QUESTIONS RAISED FOR THE THREE FORESTS

• Are you aware of: (1) off-road use rates and (2) off-road recreational equivalents (U.S. Department of Agriculture Forest Service. 2004. Managing the National Forest System: Great issues and great divisions. U.S. Department of Agriculture, Forest Service report, January 21, 2004, on file at Pacific Northwest Research Station, La Grande, Oregon.)?

• Are you taking into account the differences in effects from the same numbers of people pursuing different recreation forms (see following paragraph)?
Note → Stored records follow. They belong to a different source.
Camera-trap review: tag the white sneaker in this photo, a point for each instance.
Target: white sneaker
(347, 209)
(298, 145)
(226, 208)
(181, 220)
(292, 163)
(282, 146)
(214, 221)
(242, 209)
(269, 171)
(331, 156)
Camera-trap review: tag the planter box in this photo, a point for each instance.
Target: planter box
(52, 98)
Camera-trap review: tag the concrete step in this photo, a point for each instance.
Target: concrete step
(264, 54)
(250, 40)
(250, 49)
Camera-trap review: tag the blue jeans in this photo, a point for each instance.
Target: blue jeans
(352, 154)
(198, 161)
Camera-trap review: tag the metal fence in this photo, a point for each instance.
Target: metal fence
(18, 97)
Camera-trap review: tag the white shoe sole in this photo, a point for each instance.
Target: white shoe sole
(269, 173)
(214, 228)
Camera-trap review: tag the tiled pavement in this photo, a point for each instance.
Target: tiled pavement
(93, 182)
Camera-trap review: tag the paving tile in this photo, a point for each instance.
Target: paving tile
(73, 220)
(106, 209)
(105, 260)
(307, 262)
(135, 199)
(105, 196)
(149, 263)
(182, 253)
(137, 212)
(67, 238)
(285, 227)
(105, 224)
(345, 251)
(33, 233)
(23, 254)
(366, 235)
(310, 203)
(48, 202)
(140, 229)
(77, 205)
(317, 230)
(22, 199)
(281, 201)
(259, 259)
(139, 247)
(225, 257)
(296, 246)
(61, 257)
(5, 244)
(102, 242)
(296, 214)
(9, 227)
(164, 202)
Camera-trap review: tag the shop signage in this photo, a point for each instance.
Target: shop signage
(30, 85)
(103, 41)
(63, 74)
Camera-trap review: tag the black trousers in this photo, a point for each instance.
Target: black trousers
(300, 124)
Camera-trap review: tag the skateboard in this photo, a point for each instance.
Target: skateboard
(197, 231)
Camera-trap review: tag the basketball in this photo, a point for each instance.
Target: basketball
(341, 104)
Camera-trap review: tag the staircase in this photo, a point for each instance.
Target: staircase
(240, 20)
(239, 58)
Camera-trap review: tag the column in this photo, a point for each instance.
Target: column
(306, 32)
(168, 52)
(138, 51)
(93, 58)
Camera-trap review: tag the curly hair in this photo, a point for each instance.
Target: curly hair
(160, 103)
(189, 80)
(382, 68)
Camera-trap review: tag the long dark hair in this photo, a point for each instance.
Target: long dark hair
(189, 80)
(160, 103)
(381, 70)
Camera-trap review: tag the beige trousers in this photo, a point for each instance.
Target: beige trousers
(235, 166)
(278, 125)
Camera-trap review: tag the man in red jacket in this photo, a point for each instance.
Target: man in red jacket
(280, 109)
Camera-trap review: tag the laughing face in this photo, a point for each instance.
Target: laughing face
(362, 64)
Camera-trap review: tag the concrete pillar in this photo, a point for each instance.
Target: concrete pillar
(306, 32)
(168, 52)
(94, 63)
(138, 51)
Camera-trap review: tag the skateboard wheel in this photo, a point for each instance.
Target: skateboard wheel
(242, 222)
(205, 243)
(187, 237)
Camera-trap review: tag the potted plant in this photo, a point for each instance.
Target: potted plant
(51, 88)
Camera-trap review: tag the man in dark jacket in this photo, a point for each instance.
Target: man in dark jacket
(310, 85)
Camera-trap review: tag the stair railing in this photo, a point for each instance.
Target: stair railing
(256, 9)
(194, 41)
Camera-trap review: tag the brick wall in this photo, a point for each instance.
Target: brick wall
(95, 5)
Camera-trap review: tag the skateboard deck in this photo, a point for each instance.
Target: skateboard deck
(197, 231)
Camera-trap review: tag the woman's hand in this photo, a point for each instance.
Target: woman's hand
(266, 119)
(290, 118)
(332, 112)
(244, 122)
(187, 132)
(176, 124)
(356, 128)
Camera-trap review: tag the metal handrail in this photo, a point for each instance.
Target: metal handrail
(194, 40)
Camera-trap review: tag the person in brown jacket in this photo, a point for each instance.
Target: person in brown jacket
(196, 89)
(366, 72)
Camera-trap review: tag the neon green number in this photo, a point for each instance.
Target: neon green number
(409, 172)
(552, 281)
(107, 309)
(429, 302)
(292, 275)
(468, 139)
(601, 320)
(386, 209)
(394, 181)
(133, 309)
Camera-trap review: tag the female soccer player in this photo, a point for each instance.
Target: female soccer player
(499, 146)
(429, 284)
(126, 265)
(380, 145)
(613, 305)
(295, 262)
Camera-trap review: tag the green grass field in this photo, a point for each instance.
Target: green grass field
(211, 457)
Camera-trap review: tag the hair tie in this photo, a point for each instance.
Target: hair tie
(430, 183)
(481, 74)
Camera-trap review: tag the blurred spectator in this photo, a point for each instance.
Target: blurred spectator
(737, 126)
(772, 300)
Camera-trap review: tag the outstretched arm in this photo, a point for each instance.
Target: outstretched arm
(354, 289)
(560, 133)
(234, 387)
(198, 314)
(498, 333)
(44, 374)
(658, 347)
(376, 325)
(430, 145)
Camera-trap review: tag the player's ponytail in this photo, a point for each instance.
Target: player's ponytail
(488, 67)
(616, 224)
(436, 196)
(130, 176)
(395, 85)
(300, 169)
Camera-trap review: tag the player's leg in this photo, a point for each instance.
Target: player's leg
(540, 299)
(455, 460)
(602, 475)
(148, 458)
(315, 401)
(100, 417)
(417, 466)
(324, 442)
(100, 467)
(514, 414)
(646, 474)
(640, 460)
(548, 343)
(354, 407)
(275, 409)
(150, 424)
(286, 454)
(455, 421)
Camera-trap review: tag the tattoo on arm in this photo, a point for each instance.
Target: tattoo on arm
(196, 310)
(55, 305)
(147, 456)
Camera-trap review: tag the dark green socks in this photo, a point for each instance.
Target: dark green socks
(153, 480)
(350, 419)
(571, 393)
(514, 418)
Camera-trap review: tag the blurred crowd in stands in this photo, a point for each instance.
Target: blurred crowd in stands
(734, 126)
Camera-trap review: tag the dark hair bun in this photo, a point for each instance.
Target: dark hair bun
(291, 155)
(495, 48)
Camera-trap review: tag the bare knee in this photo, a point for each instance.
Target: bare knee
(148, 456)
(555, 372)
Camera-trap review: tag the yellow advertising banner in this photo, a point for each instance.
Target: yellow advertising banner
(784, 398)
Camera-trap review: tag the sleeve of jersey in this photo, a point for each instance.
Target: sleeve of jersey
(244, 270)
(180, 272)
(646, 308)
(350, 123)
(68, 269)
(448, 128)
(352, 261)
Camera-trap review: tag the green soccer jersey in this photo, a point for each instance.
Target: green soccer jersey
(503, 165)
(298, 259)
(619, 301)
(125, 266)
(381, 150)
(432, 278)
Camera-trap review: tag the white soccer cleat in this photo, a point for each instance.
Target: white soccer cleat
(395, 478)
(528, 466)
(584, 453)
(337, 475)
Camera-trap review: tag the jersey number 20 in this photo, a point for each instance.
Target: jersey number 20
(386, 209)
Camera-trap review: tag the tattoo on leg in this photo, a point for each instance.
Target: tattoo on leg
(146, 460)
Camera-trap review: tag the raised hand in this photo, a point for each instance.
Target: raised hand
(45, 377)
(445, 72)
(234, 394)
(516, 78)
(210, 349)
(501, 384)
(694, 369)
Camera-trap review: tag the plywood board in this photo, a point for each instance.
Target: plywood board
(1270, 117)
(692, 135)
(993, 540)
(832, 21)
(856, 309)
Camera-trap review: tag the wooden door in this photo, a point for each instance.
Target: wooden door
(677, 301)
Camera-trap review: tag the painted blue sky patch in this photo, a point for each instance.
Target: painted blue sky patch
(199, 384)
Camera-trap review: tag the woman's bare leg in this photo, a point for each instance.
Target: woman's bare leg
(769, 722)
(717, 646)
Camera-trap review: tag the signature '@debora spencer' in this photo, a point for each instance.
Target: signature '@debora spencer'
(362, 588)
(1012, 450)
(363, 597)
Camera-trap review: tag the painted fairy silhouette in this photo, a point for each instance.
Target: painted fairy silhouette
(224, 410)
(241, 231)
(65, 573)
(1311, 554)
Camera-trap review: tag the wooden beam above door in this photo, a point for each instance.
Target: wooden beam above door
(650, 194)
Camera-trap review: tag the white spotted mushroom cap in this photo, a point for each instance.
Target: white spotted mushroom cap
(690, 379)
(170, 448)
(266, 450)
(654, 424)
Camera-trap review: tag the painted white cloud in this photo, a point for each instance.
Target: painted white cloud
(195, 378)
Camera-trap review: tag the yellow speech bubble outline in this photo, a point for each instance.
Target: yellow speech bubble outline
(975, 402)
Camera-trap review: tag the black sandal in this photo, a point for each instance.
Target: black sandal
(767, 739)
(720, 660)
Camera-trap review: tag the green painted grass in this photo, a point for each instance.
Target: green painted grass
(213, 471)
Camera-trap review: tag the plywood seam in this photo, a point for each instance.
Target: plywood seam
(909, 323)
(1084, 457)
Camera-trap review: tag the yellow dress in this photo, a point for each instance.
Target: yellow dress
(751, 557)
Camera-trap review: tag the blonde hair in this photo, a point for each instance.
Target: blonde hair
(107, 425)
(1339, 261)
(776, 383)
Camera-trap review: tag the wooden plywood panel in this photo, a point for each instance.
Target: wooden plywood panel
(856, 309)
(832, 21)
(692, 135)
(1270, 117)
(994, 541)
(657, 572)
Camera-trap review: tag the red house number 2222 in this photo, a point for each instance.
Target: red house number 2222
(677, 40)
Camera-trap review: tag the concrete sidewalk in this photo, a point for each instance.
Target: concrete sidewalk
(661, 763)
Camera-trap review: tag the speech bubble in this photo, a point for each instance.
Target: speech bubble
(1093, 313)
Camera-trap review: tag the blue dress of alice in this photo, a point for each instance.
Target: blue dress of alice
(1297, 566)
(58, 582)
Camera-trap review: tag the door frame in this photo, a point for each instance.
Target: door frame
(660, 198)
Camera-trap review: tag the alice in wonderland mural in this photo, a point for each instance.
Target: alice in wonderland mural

RELEVANCE TO FOREST MANAGEMENT

For purpose of transportation/recreation analysis, the effects of ATV riding suggest that one group of ATV riders would exceed three groups of horseback riders or hikers and two groups of mountain bike riders.

For use in allocating recreational activities within and across watersheds, recreational equivalents need to be combined with other effects, e.g., road/trail density, comparative effects of each off-road activity on water quality, soil productivity, invasion of exotic plants, and other species sensitive to human activities.